【11】悪役ではなくなった悪役……。




このようにして、俺はスピア様と結婚した。
周囲は思いの外祝福してくれたし、カイツ殿下はまるで今までが嘘のように、優しく俺に接してくれて、祝辞を述べてくれた(スピア様が洗脳したらしい……)。
学園では、スピア様と同じクラスになり、机を並べている。
卒業式では、みんなに祝福された。

――それから、三年が経った。

俺は、今日はスピア様と湖を見に来た。
俺には料理が出来なかった。そのはずなのに、スピア様がある日、俺の頬を撫でながら何事か呟いた途端、俺は急に料理が出来るようになった。この頃には、俺はスピア様の力が本物だと認識していた。

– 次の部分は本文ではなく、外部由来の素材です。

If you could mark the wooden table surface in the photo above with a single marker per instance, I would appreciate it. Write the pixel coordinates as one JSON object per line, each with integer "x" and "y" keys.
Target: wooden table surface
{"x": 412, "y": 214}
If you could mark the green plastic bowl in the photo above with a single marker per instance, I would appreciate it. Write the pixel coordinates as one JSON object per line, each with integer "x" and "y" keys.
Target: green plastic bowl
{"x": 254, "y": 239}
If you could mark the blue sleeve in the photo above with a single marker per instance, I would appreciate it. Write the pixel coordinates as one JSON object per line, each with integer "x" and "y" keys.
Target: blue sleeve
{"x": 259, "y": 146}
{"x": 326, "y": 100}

スピア様が異世界人だと言うことは、宰相閣下と公主様は知っていたらしい。
何でも二人が召喚したという設定で、スピア様はこの地に来たらしいのだ。
思えば七歳で一目惚れされたと聞いたが、インターネットが広まったのはその頃だ。

今日は二人で手を繋いで、白鳥を眺めている。
それから俺は、静かにスピア様の横顔を窺った。まっすぐに水面を見ている。
ただいまでも俺は信じられない。スピア様は、本当に俺のことが好きなのだろうか?
俺の方は、好きだという思いがどんどん募っていく。
だけどこれが洗脳された結果だとしたらと、時折怖くもなる。ただ、そんなことはないと俺の直感は言う。俺はちゃんとスピア様のことが好きだ。

俺達は二十歳になった。今年は、スピア様の戴冠式だ。
結婚も、正式なものになる。だから俺も王妃として、様々な場所に顔を出すことになるのだ。今から緊張していたりする。

「何を考えているんだ?」
「べ、別に!何も!」
「当ててやる。俺のことだろう?」
「っ」

思わず俺は図星だったから赤面した。頬が熱い。実際そうだったので、ギュッとスピア様の手を握った。今でも喧嘩をすることは多い。だけどそんな日々がどうしようもなく大切だ。

「なぁジェイド」
「なんだ?」
「プロポーズ、まだちゃんとしてなかったからな」
「え?」
「俺は心底お前を愛してる。いつだってお前の手料理で朝を迎えたい。生涯俺と共にいてくれ。結婚、してくれ」

スピア様はそう言うと俺の手を取って、銀色の指輪を填めた。
思わずポカンとしていると、抱きしめられた。

「色々あったな。俺も若かったから肉欲が先行してた」
「……先行しすぎだった」
「ただなぁ、俺、まだ若いぞ」

ここ数年、俺達には、あまり肉体関係はなかった。驚いて顔を上げると、ニヤリとスピア様は笑っていた。

「結婚したら、覚悟しておけ」

その言葉に、俺は再び真っ赤になって俯いた。今ならば、スピア様の腕の中にいるのは悪くない気がしたからだ。だけど。スピア様は、すぐに堕ちる者は嫌いだと言っていた気がする。それに俺の体は本当に辛くなってしまう。スピア様は絶倫だ。

「その……優しくしてくれるか?」
「そう言う可愛い台詞、お前でも言えるんだな」
「う、うるさいな!」
「どっちのお前も俺は好きだけどな」

このようにして。
俺とスピア様の平穏な日々は始まった。


同時にそれは、俺の悪役道の終焉でもあった。これで、俺は満足している。
だからギュッとスピア様に抱きついて額を押しつけながら、思わず笑みを浮かべて、静かに目を伏せたのだった。

お伽噺で言うところの、めでたしめでたし、である。